Sie hatten beide gebaut
Unterhaltsam-nachdenkliches von einer Rast an der Autobahn
von Willi Wegner

Während einer Rast am Rande der Autobahn kamen dieser Tage zwei Männer ins Gespräch. Ein älterer und ein jüngerer. Sie sahen beide nicht sehr glücklich aus - und wahrscheinlich war es das, was sie einander näherbrachte. "Stimmt etwas nicht mit Ihrem Wagen?" fragte der ältere der Männer. "Dank der Nachfrage, nein - alles in Ordnung", sagte der jüngere. "Oder macht Ihnen das Wetter zu schaffen?" "Nein. Aber, wissen Sie, ich habe gebaut. Das heißt, ich baue noch!" "Und?" "Ich baue schon seit drei Jahren", sagte der jüngere Mann. "Ein Haus. Ein Eigenheim. Aber es wird und wird nicht fertig. Die Preise, verstehen Sie? Sie laufen einem glatt davon... Da haben Sie den guten Willen, etwas Bleibendes zu schaffen, aber man bittet Sie immer wieder zur Kasse, daß Ihnen Hören und Sehen vergeht. Wenn ich Ihnen einen guten Rat geben darf, mein Herr: Bauen Sie nie!!" "Ihr Rat kommt leider zu spät", erwiderte der ältere Mann resigniert. "Sie bauen ebenfalls?" "Ich habe gebaut! Aber das ist schon lange her. Sehr lange. Inzwischen sind schon allerlei Reparaturen und Ausbesserungen angefallen... Ach, sind Sie mal so nett und helfen Sie mir, den Wasserkanister aus dem Wagen zu heben? Mein Kreuz will nicht mehr so recht."
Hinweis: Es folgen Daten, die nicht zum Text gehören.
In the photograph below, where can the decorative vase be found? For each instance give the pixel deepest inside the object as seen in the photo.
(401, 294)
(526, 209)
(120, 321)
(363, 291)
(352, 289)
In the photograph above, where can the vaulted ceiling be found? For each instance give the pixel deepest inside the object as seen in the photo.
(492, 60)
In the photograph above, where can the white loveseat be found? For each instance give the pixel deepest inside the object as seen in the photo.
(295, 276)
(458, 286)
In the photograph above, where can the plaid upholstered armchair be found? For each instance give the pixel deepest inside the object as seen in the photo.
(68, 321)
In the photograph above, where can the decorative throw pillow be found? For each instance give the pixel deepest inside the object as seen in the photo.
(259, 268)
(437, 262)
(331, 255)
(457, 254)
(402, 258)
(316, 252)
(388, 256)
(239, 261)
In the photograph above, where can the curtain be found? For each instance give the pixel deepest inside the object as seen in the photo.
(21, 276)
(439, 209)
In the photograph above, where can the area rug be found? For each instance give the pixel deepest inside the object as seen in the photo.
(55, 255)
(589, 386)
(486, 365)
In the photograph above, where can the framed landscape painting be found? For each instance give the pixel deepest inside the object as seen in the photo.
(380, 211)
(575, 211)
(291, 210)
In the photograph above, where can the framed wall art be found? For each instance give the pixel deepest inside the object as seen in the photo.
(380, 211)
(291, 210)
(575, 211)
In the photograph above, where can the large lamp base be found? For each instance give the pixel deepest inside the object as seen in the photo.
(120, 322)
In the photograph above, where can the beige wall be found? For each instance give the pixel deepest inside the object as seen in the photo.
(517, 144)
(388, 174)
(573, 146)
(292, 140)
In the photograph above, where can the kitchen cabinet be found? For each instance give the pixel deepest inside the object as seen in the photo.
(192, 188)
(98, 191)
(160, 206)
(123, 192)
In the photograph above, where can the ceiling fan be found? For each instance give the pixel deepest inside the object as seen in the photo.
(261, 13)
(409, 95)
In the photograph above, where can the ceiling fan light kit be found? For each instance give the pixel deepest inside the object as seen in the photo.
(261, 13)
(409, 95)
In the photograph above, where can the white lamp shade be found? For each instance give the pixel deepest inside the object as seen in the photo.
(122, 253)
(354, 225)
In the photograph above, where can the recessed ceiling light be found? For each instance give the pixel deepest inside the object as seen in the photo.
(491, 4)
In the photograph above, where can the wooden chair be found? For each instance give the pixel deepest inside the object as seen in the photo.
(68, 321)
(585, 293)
Gemeinsam hoben die beiden Männer den Wasserkanister aus dem Kofferraum des Wagens. "Und wohin damit?" fragte der jüngere Mann. "Dort an den Rand der Schonung", sagte der ältere Mann, "gleich neben die große Birke." Zu zweit machten sich die Männer auf den Weg. "Sie stammen nicht aus dieser Gegend," fragte der jüngere Mann, "wie ich an Ihrem Nummernschild erkennen konnte?" "Nein", erwiderte der ältere Mann. "Seit ich das letzte Mal hier war, sind viele Jahre vergangen. Sehr viele Jahre." "Was haben Sie denn für ein Haus gebaut?" fragte der jüngere Mann mit neu erwachtem Interesse. "Überhaupt kein Haus!" "Sondern?" "Schon mal was von RAD gehört?" "Natürlich! Arbeitsgemeinschaft der Rundfunkanstalten Deutschland. ARD. Fernsehen, 1. Programm..." "Nein, mein lieber junger Freund", erwiderte der ältere Mann, "das meine ich nicht." "Sondern?" "Nicht ARD, sondern RAD. Was ich meine, war der sogenannte Reichsarbeitsdienst, der RAD. Für den habe ich gebaut. Zwölf Monate lang. Vor vielen, vielen Jahren. Und zwar hier, genau hier, an diesem Streckenabschnitt. Als ich nun vor einigen Tagen in der Zeitung las, daß man vielleicht von uns ohnehin schon benzinpreiserhöhungsgeplagten Pkw-Fahrern eine Straßenbenutzungsgebühr erheben will, da hat es mich einfach mal wieder hergetrieben..."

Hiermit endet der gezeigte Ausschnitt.